For all finite lattices, the answer is Yes.
More generally, for all complete lattices, the answer is Yes, and for all incompleteness lattices, the answer is No.
(Complete = every set has a LUB and GLB.)
Let me first give the positive result. Suppose that L is a complete lattice. Every lattice is naturally a sub-order of the power-set lattice P(L), by associating each point b with it's lower cone b* = { a in L | a <= b }. This map is clearly order-preserving. (Note: it is not a lattice embedding, however, since (b* v c*) is the union of two cones, rather than the cone of (b v c). ) Thus, L is order-isomorphic to the set of lower cones. Define f:P(L) to P(L) by
- f(A) = (sup A)*.
That is, f(A) is the lower cone of (sup A). This is the smallest lower cone containing A. Note that (sup A) is an element of L, since L is complete. The map f is order preserving, since if A is a subset of B, then sup A <= sup B.
Clearly, f(b*) = b* for any b in L, since b is the sup of b*. Conversely, if F(A) = A, then A = b* for b = sup A. That is, A is a lower cone. Thus, the fixed points of f are exactly the lower cones of L, which are order-isomorphic to L, as desired.

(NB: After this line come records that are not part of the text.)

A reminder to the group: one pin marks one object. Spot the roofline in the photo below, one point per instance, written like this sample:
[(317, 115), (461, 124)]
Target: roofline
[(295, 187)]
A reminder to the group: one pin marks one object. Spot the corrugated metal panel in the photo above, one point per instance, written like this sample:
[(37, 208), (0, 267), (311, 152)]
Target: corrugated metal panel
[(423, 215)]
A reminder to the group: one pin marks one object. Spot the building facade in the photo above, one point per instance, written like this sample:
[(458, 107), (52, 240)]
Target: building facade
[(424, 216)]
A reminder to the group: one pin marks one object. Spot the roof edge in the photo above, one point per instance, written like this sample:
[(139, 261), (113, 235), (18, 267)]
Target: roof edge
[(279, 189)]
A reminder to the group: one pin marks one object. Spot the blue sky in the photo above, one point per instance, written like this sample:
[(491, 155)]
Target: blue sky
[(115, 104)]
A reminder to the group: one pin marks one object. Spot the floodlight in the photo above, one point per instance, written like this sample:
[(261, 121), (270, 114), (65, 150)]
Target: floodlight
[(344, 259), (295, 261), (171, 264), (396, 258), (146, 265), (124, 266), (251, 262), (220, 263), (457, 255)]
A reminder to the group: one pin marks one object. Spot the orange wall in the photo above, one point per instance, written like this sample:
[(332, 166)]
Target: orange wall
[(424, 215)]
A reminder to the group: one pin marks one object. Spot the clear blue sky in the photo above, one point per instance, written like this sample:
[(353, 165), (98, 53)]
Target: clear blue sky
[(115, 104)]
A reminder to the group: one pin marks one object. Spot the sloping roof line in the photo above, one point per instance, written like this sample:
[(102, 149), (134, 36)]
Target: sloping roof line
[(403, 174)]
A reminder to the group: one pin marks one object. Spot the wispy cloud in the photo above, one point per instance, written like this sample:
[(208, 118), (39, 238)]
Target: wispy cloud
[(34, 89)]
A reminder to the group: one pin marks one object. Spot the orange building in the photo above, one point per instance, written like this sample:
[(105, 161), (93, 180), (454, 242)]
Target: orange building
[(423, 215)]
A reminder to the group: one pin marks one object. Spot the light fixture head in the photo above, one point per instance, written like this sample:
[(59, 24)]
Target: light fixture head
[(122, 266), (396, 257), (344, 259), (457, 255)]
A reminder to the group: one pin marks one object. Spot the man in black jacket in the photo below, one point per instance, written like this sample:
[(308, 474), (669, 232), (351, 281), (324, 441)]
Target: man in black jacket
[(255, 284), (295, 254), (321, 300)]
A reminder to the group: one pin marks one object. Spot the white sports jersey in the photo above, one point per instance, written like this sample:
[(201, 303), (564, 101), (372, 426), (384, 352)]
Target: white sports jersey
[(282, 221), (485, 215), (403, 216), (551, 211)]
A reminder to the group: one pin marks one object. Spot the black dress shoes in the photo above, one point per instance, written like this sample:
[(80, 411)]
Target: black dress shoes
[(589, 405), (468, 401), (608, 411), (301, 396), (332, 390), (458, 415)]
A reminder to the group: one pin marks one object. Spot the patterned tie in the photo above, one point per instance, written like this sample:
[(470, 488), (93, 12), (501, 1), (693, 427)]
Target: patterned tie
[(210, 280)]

Finally, to make the connection with your Diamond lattice, note that P(L) is simply 2L, a power of the 2 element Boolean algebra. Since Diamond is 22, we can view P(L) as a power of Diamond. (Add a dummy coordinate if L is odd finite size.)
Now, let's consider the negative result. Every power of Diamond is isomorphic as I mentioned earlier to a power set P(J) for some set J. Suppose that f:P(J) to P(J) is an order-preserving map from P(J) to P(J). I claim that the set of fixed points of f must have a smallest element. To see this, let B be the intersection of all A such that f(A) subset A. For any such A it follows that B subset A, so f(B) subset f(A), and so f(B) subset B. So B is the smallest with f(B) subset B. But since applying f gives f(f(B)) subset f(B), it follows that f(B)=B, as desired. By working above any given collection of fixed points, the same argument shows that the collection of fixed points is complete. This establishes:
Theorem. A lattice is complete if and only if it is isomorphic to the set of fixed points of an order-preserving endomorphism of a power set lattice P(J).
Note that many lattices are not complete. For example, the positive integers, as Neel mentioned in his answer. So these lattices are never the set of fixed points of an order-preserving map on a power set lattice, and consequently the same for the powers of Diamond.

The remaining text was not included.